Introduction

Clustering and dimension reduction are powerful tools which are hugely helpful in work with data. They are often used in studies associated with images. It is fascinating how these tools are used to gain information from pictures. This fascination was the main reason why I decided to perform image clustering and dimension reduction. For this purpose I created algorithm for detecting combine harvester manufacturer using mentioned tools. In this study I call it manufacturer detecting algorithm. This algorithm is based on detecting the color of the vehicle. In farming machines industry every manufacturer has his own color for painting machines (for example Massey Ferguson combine harvesters are red and black, Bizon combine harvesters are blue). This is why it is possible to detect combine harvester manufacturer using only the color of the machine. Nowadays there is possibility to buy machine in different color than recommended but it is additionally paid and rarely available. I want to mention that the main goal of this study is to check usage of clustering and dimension reduction in images (not to create the most correctly algorithm for detecting manufacturer), therefore this algorithm is basic and unreliable. For this reason I do not recommend to use it in other studies.

Libraries

Firstly, I load necessary libraries.

library(jpeg)
library(ggplot2)
library(reshape2)
library(data.table)
library(cluster)
library(ClusterR)
library(factoextra)
library(gridExtra)

Loading the image

Code below is used to load the original image and convert to RGB image. RGB images do not use a palette. The color of each pixel is determined by combination of red, green and blue intensities stored in each color plane at the pixel’s location.

readImage <- readJPEG("mf_combine.jpg")
longImage <- melt(readImage)
rgbImage <- reshape(longImage, timevar = "Var3",
                    idvar = c("Var1", "Var2"), direction = "wide")
rgbImage$Var1 <- -rgbImage$Var1
plot(Var1~Var2, data=rgbImage, main="Massey Ferguson combine harvester", col=rgb(rgbImage[c("value.1", "value.2", "value.3")]), asp=1, pch=".")

This is how RGB image looks like.

Clustering

I start with one of the most used algorithm - K-Means.
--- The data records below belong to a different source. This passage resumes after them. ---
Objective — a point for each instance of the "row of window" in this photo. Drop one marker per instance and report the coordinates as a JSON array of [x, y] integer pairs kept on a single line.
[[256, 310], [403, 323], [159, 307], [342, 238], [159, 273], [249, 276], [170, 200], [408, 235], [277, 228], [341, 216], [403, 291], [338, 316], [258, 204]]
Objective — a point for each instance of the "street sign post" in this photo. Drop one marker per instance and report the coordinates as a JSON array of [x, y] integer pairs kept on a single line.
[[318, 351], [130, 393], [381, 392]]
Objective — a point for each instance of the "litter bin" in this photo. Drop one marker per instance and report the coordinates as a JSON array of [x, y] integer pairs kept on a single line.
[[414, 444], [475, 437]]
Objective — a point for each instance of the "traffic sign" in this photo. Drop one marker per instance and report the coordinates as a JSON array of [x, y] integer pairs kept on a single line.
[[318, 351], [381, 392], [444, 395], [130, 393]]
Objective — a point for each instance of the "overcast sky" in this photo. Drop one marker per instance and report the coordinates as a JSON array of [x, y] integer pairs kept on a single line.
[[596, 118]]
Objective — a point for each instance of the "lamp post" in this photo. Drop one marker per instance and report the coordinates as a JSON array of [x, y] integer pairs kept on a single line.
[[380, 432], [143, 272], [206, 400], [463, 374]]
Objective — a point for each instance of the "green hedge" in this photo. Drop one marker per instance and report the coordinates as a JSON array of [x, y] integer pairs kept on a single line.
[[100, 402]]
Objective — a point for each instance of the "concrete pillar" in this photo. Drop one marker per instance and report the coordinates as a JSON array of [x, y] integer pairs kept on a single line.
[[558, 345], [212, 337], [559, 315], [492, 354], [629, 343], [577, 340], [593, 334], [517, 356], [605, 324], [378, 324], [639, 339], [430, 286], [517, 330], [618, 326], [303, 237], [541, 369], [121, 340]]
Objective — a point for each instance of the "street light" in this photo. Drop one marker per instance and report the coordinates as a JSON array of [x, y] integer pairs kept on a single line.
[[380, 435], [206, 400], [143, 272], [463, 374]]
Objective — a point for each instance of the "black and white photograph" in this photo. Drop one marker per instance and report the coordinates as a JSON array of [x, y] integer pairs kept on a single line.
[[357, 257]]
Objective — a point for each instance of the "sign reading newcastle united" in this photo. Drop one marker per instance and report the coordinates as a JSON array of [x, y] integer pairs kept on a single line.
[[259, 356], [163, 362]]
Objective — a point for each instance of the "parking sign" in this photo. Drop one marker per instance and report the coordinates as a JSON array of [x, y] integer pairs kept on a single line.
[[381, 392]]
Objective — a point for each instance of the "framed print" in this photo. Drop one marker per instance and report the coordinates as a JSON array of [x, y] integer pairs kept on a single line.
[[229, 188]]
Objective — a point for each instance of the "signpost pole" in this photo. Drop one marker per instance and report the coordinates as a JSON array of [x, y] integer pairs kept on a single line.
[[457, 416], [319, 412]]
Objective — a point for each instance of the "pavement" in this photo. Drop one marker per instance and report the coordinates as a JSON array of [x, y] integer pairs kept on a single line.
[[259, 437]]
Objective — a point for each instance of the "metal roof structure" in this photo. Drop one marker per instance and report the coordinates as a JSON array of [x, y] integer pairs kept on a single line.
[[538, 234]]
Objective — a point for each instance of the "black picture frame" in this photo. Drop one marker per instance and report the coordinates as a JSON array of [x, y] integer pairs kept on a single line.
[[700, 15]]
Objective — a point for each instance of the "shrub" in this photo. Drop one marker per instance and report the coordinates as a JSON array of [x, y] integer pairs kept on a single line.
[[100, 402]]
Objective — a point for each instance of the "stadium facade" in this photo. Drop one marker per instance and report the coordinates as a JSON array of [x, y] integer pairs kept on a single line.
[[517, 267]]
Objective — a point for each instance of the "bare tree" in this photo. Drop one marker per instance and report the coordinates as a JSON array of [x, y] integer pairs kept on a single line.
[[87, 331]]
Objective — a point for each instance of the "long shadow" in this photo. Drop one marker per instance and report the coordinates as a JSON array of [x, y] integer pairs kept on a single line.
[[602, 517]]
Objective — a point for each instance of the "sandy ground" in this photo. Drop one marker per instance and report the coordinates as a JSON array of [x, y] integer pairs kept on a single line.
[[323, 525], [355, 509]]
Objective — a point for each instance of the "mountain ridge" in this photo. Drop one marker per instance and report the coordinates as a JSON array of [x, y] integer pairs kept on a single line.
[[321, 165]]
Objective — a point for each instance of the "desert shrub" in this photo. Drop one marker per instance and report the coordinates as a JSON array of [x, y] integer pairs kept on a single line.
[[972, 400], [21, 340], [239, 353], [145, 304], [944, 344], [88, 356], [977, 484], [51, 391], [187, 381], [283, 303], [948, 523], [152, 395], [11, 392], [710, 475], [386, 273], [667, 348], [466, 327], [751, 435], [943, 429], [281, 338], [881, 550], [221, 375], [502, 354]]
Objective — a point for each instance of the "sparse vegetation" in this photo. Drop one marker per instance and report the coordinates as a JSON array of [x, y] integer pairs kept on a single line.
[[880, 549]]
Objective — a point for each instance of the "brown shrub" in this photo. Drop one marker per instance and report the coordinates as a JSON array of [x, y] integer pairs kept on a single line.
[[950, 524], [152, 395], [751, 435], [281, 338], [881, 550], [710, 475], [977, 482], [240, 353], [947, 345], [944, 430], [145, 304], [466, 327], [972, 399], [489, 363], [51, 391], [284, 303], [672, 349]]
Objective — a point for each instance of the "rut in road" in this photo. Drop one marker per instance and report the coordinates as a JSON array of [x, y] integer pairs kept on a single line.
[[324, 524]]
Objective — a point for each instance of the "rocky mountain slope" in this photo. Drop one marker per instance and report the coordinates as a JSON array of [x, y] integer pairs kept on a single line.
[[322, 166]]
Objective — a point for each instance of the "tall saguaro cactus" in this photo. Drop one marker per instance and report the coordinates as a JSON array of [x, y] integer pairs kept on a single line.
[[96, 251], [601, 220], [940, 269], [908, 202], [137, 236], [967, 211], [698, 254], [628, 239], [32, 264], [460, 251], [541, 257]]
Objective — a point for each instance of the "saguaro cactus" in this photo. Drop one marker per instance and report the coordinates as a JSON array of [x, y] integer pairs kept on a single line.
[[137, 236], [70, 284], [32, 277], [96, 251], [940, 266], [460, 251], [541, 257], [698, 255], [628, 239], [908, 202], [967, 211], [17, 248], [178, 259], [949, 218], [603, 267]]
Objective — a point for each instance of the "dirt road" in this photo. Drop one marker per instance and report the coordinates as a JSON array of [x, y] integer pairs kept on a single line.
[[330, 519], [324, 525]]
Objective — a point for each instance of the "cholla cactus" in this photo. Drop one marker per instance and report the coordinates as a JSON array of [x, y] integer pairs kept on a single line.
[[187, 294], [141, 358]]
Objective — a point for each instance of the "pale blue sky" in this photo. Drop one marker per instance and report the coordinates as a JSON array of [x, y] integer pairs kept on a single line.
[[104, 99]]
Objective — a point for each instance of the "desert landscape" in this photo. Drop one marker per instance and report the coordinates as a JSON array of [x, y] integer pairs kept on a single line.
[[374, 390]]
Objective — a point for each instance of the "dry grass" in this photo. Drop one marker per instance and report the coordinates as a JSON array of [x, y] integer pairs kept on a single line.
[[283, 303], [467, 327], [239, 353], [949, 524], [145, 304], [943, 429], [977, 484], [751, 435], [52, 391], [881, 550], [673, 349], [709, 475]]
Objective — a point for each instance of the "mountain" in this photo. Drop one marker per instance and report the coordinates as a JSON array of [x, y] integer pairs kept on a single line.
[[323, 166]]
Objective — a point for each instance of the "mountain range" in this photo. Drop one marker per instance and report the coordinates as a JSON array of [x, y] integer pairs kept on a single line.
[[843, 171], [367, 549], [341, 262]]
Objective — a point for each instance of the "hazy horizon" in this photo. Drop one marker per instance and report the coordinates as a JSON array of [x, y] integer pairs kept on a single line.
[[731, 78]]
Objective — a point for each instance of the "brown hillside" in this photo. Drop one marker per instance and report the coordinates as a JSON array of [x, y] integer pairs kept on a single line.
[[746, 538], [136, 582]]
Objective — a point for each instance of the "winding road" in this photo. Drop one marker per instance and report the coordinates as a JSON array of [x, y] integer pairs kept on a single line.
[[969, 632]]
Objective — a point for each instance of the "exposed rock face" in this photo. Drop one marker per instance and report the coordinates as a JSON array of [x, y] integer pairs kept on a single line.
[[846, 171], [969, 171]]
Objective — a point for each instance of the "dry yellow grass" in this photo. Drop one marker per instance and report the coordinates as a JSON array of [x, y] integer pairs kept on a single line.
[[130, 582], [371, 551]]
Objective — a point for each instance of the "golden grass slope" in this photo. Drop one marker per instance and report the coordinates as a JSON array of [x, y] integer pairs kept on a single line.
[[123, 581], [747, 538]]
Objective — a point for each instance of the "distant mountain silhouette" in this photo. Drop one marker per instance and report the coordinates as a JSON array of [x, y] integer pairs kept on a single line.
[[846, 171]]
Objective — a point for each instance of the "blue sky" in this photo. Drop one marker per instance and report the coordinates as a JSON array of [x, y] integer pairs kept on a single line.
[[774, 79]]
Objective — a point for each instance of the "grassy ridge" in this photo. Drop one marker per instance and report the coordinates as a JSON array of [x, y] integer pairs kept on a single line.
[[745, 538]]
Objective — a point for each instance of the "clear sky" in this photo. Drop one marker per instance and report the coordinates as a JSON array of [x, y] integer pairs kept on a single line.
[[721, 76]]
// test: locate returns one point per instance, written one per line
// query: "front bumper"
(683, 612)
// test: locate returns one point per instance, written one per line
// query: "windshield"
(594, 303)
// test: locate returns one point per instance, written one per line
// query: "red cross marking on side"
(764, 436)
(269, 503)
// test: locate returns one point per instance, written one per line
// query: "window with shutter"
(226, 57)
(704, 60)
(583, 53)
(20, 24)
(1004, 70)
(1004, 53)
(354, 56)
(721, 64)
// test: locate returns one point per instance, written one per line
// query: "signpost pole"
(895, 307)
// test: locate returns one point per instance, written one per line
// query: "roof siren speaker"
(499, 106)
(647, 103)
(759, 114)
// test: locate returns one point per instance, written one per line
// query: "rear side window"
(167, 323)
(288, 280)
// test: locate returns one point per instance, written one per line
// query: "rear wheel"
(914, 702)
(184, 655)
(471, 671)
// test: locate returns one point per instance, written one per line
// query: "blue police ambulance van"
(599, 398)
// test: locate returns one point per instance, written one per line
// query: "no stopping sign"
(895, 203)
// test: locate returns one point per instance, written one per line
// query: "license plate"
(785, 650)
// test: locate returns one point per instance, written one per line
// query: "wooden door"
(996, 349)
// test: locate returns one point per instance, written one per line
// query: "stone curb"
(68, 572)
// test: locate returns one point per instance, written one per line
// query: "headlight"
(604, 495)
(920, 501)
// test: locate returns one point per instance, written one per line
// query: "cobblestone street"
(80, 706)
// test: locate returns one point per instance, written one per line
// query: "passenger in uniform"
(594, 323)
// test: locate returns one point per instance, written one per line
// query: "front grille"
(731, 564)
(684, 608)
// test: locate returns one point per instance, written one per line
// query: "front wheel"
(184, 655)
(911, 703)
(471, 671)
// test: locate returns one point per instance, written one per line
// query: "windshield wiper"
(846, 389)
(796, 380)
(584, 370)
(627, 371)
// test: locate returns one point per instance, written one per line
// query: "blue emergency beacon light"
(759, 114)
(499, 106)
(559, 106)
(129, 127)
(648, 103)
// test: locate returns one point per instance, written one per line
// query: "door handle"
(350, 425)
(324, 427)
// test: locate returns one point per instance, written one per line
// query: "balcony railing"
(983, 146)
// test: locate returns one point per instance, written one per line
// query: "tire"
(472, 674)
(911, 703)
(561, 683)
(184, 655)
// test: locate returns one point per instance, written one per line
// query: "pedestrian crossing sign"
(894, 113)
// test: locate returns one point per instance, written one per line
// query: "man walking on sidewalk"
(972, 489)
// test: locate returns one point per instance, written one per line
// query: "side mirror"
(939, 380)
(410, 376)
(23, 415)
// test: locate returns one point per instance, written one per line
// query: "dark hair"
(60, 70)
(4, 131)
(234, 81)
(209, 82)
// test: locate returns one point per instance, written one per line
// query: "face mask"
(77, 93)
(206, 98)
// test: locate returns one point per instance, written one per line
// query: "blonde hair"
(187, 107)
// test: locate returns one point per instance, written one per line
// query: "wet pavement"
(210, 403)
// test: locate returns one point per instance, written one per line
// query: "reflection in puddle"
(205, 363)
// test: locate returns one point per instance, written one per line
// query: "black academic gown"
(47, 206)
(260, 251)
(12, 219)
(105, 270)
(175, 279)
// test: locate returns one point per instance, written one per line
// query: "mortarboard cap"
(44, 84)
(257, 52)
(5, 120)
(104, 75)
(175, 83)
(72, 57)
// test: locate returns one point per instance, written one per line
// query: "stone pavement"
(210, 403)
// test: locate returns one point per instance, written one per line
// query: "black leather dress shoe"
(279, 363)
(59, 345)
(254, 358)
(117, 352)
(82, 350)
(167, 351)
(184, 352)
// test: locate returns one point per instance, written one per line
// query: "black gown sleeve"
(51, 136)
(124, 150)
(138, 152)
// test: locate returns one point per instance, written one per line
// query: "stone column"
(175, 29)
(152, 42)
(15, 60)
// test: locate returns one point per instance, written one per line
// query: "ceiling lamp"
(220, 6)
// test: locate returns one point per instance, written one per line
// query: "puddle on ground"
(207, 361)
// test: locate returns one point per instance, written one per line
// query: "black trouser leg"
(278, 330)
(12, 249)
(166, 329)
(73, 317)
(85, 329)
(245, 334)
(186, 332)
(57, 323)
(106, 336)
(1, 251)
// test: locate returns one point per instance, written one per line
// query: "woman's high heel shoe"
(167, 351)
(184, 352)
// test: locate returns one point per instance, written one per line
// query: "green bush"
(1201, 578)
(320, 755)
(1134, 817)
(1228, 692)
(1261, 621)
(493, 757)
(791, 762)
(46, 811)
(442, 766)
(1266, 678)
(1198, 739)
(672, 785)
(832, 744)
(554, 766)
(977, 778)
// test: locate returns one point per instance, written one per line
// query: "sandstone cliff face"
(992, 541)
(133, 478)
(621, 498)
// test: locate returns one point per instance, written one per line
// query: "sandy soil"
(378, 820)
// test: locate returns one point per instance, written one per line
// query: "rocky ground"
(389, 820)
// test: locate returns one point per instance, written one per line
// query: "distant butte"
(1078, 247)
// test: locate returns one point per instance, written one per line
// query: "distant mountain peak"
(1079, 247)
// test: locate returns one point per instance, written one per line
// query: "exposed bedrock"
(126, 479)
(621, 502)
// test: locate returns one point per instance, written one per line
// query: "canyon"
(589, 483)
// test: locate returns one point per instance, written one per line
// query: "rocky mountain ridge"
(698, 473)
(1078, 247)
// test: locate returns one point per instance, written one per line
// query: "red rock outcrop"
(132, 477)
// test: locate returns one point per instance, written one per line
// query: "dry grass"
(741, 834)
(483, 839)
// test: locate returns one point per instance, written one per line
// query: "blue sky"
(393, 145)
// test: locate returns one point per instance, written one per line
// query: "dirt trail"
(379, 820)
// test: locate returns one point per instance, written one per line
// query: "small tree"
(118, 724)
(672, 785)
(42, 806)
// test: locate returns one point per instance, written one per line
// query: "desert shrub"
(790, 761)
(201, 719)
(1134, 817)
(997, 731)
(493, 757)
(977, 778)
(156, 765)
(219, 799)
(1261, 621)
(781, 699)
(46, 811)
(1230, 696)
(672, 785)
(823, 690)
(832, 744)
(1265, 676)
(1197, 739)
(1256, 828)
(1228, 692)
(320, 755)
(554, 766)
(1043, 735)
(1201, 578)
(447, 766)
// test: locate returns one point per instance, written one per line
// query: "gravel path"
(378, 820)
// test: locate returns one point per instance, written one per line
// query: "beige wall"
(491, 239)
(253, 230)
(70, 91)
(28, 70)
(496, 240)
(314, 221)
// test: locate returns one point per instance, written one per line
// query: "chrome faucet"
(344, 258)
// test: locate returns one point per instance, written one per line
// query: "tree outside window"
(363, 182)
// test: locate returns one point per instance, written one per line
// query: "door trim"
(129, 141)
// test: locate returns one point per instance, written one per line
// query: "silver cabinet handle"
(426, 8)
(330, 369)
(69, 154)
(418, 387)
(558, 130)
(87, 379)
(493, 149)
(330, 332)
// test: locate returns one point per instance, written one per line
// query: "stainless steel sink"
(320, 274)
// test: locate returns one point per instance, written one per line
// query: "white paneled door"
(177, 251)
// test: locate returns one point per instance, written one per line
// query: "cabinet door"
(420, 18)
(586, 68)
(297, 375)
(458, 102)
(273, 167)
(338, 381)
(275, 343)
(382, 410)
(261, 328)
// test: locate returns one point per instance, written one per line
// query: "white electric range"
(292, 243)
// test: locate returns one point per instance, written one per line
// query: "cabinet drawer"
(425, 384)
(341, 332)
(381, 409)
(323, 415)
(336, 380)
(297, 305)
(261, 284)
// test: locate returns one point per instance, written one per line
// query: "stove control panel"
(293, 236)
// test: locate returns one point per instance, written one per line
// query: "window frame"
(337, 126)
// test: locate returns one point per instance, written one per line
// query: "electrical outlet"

The goal is to minimize the differences within cluster and maximize the differences between clusters. It is done by partitioning N observations into K clusters in which each observation belongs to the cluster with the nearest mean.

kColors <- 7  # Number of clusters
kMeans <- kmeans(rgbImage[, 3:5], centers = kColors)

I decided to use K - Means algorithm with 7 clusters, because too few clusters makes image not enough color intensity. It is not desirable, because manufacturer detecting algorithm requires information about the most intensity color.(More about this algorithm in part “Combine harvester manufacturer detecting algorithm”).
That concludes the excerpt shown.